俺は数十キロ先にある山を見ながら、そんなことを思っていた。きっと、奴らはそこからやって来ると言った確信めいたものが俺の中にはあった。そして、それは当たっていた。山の方からこちらに飛んでくるおびただしい数の何かが飛来してくるのが見えた。
あれが女神が言っていた、この世界を滅ぼす災害の正体か。
俺は静かの背中の鞘から青色の剣を抜いた。それと同時にそのモノ――ゴーレムは俺の目の前に着地した。その数は優に百を超える。

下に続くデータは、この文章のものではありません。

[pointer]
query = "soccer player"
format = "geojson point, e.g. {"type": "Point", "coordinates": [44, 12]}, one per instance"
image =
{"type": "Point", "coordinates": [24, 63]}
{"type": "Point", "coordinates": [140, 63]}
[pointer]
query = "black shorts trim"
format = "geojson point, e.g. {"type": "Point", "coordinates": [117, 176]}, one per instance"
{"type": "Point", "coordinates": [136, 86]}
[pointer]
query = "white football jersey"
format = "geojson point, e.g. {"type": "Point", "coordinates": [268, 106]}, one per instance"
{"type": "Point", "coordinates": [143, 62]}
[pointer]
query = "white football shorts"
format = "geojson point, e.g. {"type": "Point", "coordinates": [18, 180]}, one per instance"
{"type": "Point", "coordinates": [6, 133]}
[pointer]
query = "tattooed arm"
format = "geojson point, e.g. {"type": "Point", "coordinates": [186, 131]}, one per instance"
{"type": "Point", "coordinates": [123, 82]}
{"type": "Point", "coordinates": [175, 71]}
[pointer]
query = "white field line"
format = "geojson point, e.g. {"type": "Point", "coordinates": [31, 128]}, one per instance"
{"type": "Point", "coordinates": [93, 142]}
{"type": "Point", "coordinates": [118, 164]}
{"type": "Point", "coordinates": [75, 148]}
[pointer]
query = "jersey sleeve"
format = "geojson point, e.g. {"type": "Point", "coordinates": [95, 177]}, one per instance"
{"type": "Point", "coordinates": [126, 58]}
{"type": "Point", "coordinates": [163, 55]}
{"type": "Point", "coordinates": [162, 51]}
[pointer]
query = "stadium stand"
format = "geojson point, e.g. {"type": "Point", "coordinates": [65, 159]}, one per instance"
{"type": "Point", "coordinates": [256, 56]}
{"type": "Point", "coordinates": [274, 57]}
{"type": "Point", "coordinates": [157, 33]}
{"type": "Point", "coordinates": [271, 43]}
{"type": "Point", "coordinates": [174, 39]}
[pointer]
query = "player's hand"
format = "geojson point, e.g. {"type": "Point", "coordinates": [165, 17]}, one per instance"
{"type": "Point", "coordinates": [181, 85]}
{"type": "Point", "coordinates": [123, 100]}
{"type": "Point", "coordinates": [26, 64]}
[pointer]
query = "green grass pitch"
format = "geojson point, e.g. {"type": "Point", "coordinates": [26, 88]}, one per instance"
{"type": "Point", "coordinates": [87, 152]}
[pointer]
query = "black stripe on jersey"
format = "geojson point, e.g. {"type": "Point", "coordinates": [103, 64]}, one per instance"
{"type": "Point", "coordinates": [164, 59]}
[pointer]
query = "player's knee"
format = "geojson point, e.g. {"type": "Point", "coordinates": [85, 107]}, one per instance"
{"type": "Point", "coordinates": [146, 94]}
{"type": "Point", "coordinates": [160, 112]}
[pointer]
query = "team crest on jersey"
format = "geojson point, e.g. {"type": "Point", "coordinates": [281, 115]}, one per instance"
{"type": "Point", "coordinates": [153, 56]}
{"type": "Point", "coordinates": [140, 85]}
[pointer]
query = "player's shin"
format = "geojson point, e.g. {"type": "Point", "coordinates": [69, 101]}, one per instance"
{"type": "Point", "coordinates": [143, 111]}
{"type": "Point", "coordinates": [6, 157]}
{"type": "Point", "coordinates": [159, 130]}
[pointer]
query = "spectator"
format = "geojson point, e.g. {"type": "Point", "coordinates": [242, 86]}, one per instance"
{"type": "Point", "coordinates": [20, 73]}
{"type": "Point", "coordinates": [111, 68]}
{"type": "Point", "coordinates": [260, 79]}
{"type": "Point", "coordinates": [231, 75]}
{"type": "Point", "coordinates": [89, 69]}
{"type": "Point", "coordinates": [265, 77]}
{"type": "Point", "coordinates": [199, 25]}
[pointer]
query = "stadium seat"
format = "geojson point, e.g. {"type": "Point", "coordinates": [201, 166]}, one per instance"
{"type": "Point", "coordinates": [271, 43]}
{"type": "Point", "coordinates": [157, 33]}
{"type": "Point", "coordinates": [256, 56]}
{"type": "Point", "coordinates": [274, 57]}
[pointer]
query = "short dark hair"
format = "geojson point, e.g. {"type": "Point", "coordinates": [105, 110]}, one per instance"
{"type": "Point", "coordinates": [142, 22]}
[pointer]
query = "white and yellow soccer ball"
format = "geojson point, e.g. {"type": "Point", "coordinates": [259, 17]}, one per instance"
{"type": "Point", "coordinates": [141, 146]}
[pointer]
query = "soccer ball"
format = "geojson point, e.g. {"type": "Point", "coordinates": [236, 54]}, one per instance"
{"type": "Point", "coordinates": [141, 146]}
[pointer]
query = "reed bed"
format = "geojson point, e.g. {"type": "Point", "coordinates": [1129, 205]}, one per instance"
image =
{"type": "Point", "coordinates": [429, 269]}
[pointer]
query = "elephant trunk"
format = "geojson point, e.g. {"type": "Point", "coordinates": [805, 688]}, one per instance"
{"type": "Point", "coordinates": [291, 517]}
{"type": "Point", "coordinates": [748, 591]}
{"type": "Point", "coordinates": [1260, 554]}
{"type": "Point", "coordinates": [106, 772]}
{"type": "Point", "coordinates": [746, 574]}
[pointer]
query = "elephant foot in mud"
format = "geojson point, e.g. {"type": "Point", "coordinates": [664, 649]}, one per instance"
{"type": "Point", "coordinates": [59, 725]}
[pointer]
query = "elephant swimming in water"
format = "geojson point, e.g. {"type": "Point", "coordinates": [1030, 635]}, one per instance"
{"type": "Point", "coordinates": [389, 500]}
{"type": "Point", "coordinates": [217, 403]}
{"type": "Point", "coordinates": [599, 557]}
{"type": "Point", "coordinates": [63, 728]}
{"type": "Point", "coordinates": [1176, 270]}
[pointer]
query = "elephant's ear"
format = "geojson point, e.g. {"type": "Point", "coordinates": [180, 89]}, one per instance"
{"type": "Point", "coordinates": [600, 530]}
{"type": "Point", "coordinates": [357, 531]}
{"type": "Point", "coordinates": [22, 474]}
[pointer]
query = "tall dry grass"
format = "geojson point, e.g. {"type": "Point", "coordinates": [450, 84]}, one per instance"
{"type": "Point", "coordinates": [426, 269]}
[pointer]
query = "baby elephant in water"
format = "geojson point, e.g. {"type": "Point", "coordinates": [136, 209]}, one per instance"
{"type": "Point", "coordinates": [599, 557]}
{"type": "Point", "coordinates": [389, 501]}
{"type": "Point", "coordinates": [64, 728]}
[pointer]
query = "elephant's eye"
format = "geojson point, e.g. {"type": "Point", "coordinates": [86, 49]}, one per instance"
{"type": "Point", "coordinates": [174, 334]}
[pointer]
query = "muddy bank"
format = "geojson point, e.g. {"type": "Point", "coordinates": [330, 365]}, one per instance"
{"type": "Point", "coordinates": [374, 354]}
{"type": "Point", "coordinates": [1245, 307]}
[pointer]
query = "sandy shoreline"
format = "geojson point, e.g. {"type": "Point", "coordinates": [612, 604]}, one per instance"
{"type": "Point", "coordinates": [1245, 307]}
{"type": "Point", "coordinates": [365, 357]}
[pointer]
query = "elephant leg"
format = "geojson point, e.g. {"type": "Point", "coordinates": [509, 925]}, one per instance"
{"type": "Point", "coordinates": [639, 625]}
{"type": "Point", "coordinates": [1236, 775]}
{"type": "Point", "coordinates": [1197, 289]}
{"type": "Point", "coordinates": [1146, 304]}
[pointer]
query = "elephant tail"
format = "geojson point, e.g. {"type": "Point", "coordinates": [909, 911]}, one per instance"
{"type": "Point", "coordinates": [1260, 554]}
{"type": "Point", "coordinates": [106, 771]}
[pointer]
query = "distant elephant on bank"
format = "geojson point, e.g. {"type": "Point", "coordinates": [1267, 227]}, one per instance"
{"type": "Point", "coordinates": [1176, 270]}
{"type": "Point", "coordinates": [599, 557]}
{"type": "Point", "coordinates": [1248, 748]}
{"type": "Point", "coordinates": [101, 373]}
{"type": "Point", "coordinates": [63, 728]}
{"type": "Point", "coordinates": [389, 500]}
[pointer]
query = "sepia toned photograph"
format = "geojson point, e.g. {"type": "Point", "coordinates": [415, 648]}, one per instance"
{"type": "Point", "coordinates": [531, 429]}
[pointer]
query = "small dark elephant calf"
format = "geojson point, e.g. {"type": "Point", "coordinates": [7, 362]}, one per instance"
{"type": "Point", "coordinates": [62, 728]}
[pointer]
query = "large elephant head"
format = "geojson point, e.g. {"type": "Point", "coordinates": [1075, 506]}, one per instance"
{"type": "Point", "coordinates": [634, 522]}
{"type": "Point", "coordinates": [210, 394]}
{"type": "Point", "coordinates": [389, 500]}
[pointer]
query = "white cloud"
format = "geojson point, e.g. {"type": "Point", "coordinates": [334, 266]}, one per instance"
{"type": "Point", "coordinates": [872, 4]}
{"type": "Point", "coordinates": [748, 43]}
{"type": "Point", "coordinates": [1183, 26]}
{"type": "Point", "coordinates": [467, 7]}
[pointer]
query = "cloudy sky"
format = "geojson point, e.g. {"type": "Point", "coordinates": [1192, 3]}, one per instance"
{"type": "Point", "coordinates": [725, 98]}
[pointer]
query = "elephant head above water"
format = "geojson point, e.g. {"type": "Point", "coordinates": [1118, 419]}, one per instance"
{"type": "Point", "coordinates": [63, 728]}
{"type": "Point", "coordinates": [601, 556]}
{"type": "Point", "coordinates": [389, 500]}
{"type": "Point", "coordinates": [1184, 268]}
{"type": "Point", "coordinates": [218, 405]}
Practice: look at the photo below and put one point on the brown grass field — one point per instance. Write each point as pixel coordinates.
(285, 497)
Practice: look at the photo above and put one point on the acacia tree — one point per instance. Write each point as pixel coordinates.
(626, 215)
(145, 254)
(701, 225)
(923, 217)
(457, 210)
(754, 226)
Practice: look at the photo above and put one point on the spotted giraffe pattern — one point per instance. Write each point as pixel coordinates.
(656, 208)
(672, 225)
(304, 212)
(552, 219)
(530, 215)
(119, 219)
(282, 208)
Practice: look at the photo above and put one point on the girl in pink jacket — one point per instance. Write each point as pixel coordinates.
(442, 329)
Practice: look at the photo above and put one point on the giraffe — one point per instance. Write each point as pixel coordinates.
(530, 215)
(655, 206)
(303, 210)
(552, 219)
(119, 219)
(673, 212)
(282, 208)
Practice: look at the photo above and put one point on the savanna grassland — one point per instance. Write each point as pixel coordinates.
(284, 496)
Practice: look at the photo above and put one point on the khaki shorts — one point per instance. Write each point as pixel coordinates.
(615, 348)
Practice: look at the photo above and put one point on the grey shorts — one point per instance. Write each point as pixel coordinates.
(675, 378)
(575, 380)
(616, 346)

「はっ! 死にぞこないのお前からのお出迎えとはな。だけど、それも今までだぜ! 何故ならここがお前の墓場になるんだからな!」
そのうちの一体に乗っていたと思われる、ナルザ・バライズがそう言ってくる。
「俺の墓場か。勝手に言ってろよ」
「強がりはよせよ! お前一人でこの数を前に何が出来る!」
「ごちゃごちゃうるせぇ! お前は俺の大事な嫁を手にかけようとしただけじゃなく、死に追いやった! その罪は償ってもらうぜ!」
「うるさいのはどっちだよ! 焼き払えゴーレム!」
ナルザがそう指示を出すと、ゴーレムの目から数百もの数のレーザービームが放たれる。